Amyotrophic lateral sclerosis (ALS) is a fatal neurodegenerative disease, which is still missing effective therapeutic strategies. Although manipulation of neuronal excitability has been tested in murine and human ALS models, it is still under debate whether neuronal activity might represent a valid target for efficient therapies. In this study, we exploited a combination of transcriptomics, proteomics, optogenetics and pharmacological approaches to investigate the activity-related pathological features of iPSC-derived C9orf72-mutant motoneurons (MN). We found that human ALS(C9orf72) MN are characterized by accumulation of aberrant aggresomes, reduced expression of synaptic genes, loss of synaptic contacts and a dynamic "malactivation" of the transcription factor CREB. A similar phenotype was also found in TBK1-mutant MN and upon overexpression of poly(GA) aggregates in primary neurons, indicating a strong convergence of pathological phenotypes on synaptic dysregulation.

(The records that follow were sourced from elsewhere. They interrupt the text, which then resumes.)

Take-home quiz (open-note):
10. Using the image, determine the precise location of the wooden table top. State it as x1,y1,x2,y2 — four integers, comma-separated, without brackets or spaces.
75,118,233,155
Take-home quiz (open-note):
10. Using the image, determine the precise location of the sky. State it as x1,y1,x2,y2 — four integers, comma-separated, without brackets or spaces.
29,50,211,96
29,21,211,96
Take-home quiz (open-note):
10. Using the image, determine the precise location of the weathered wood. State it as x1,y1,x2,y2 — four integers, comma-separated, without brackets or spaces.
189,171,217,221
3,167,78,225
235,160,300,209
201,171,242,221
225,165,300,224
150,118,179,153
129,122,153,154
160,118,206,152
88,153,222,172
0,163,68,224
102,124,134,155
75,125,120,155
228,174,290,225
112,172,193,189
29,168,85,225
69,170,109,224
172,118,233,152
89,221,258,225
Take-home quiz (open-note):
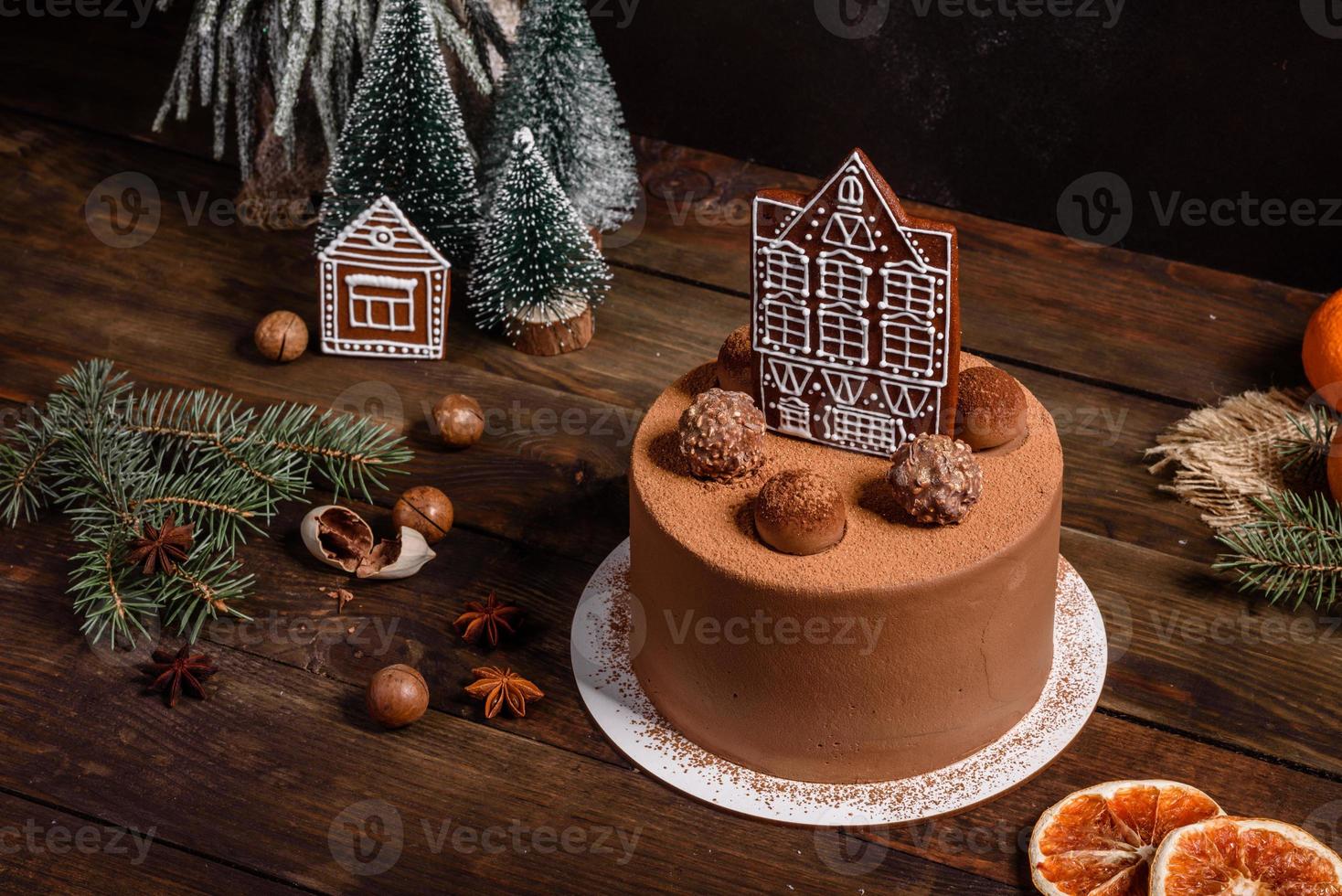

Notably, these alterations, along with neuronal survival, could be rescued by treating ALS-related neurons with the K+ channel blockers Apamin and XE991, which, respectively, target the SK and the Kv7 channels. Thus, our study shows that restoring the activity-dependent transcriptional programme and synaptic composition exerts a neuroprotective effect on ALS disease progression.